For him, it is better to remain a practicing Catholic and not be a regular church-goer due to the pandemic. 

Indeed, all parishioners cannot avail themselves of online liturgical services.  For most, access to online church services is affected due to the overall internet connection and availability of communication facilities. So, digital convenience is not feasible for all.

“Due to the pandemic, church activities especially Masses are disrupted. Because of the restrictions, the church reaches out through social media. Instead of regular Masses, online Masses substitutes for the time being,” Castro confirms. But the problem is the regular parishioners are composed of the cross-section of society. Only those who have Wi-Fi or smartphones can avail of it.
Community Outreach Programs
Amid the uncertainty of the pandemic, parishes and church institutions have tried their best to reach poor communities with a charity providing material support to people and families in need.

“The coronavirus crisis enabled us to test our Christian charity and service. We solicit funds to undertake outreach activities such as community pantries,” says Castro.

The spirit of positivity and generosity has inspired each other in many places. People have been contributing to holding feeding programs or providing groceries to people, he adds. The source of funds needed by the church to perform its social responsibilities to the community is also affected, Castro explains.

It is heartening to see how Catholics display their resilience amid challenges and help others.

In some cases, some church-based associations collaborated with other government agencies and NGOs to help poorer communities, creating awareness on coronavirus. This enables them to protect themselves against contracting, spreading, and suffering severe illness from COVID-19.

“Since the pandemic, we always have had these ‘hot meals’ and ayuda (help or subsidy help from the government) coming from big NGOs who used to supply our parish for our outreach programs,” clarifies Villamante of San Isidro Labrador Parish. 

“Without these NGOs, we cannot make this possible due to a lack of budget. We have our list of benefactors and list of beneficiaries,” she adds.

Vaccination And Mental Health
The pandemic blues affect the mental well-being of people with depression, anxiety, and existential crises. The Diocese of Kaloocan has been organizing free mental health clinics in church premises.  Bishop Pablo Virgilio David of Kaloocan directed parishes in his diocese to open free mental health clinics.  

On the other hand, several parishes, church premises, and educational institutions are being converted to vaccination facilities. In some regions, due to the surge of COVID-19 cases, some church facilities are changed into coronavirus hospitals or isolation centers on an emergency basis. “Church is not just a place of worship, it is also a place of healing,” assumes Fr. Robert Reyes of the Diocese of Cubao. 

Meanwhile, several bishops, priests, and church workers are urging people to get vaccinated to avoid hospitalization or to achieve herd immunity soon. “We are encouraging all to avail of the vaccines,” says church volunteer Maria Christine of the Archdiocese of Cebu.

The pandemic is going to stay here for some time.
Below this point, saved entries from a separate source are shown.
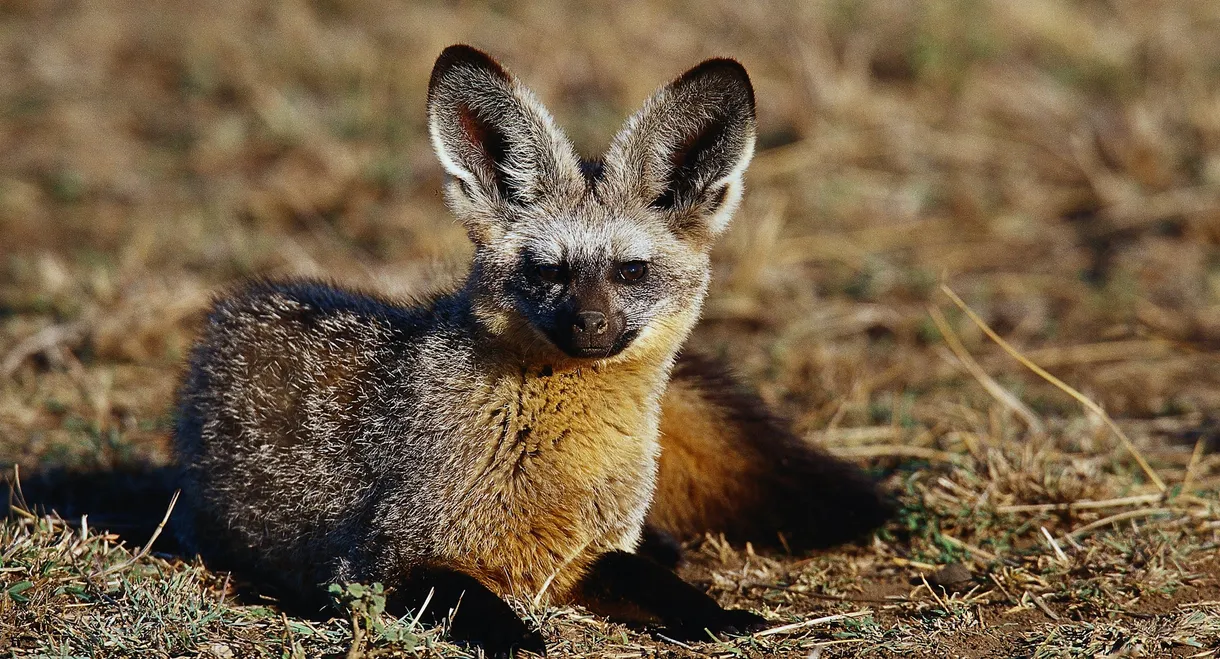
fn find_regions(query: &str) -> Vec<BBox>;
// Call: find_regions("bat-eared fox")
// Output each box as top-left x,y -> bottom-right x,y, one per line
174,44 -> 894,657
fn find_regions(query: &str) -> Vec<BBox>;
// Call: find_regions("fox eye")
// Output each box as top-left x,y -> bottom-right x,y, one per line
535,263 -> 565,284
617,261 -> 649,283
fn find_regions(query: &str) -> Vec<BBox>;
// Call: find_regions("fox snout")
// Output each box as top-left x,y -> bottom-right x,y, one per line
518,257 -> 650,359
553,305 -> 632,358
573,310 -> 608,337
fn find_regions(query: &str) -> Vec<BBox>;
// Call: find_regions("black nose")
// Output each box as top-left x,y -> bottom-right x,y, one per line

All, including the church, must learn to keep safe and protect themselves while carrying out their works for the common good and survival.

“The country may become endemic with the pandemic as experts say. Till then, we have to pray hard that it may end soon. In the meantime, all have to follow the health measures to keep our families, communities, and parishes safe for one another,” concludes Father Reyes.